A adoção de ovitrampas como ferramenta de monitoramento do Aedes aegypti marcou uma mudança na forma como Toledo conduz o enfrentamento à dengue. Implantado a partir de agosto de 2025, o sistema já está presente em todas as áreas urbanas da sede e do interior e substitui a lógica baseada principalmente em visitas periódicas por um modelo orientado por evidências. Dessa forma, é possível direcionar as ações para áreas com maior risco de circulação do mosquito causador desta doença, bem como da febre chikungunya e do zika vírus.

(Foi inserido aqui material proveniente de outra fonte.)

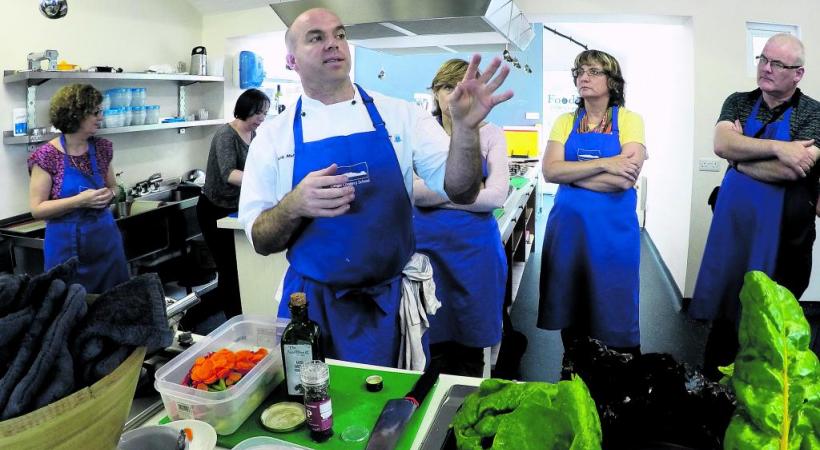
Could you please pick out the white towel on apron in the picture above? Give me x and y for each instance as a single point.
(418, 299)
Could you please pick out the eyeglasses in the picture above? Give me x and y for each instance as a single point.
(775, 65)
(592, 72)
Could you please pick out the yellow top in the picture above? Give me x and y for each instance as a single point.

O diretor de Vigilância em Saúde, Junior Palma, avalia que a implantação do novo método representa a transição para uma atuação territorializada e baseada em inteligência epidemiológica. “Saímos de uma lógica de ampla cobertura para uma lógica de inteligência epidemiológica territorial, com maior efetividade”, compara. “Esse sistema possibilita estratificação de risco por microterritório, priorização técnica das áreas críticas, intervenções antecipadas e tomada de decisão baseada em dados entomológicos sistematizados”, complementa.

As ovitrampas funcionam como pontos de atração para as fêmeas do mosquito, que depositam seus ovos em lâminas de eucatex instaladas em pequenos recipientes com água. Periodicamente, essas lâminas são recolhidas, substituídas por novas e encaminhadas ao Setor de Combate a Endemias para análise
Mudança de estratégia – A alteração começou a ser implementada um ano após o município enfrentar o período mais crítico da série recente, pois em 2024, foram confirmados 7.678 casos autóctones da doença e registrados 44 óbitos. Em 2025, seguindo recomendações do Ministério da Saúde, a atual gestão da Prefeitura de Toledo decidiu iniciar o uso das ovitrampas e os resultados começaram a aparecer: no ano passado houve 1.181 casos e dois óbitos causados pela dengue, redução de 88,18% e 95,45%, respectivamente.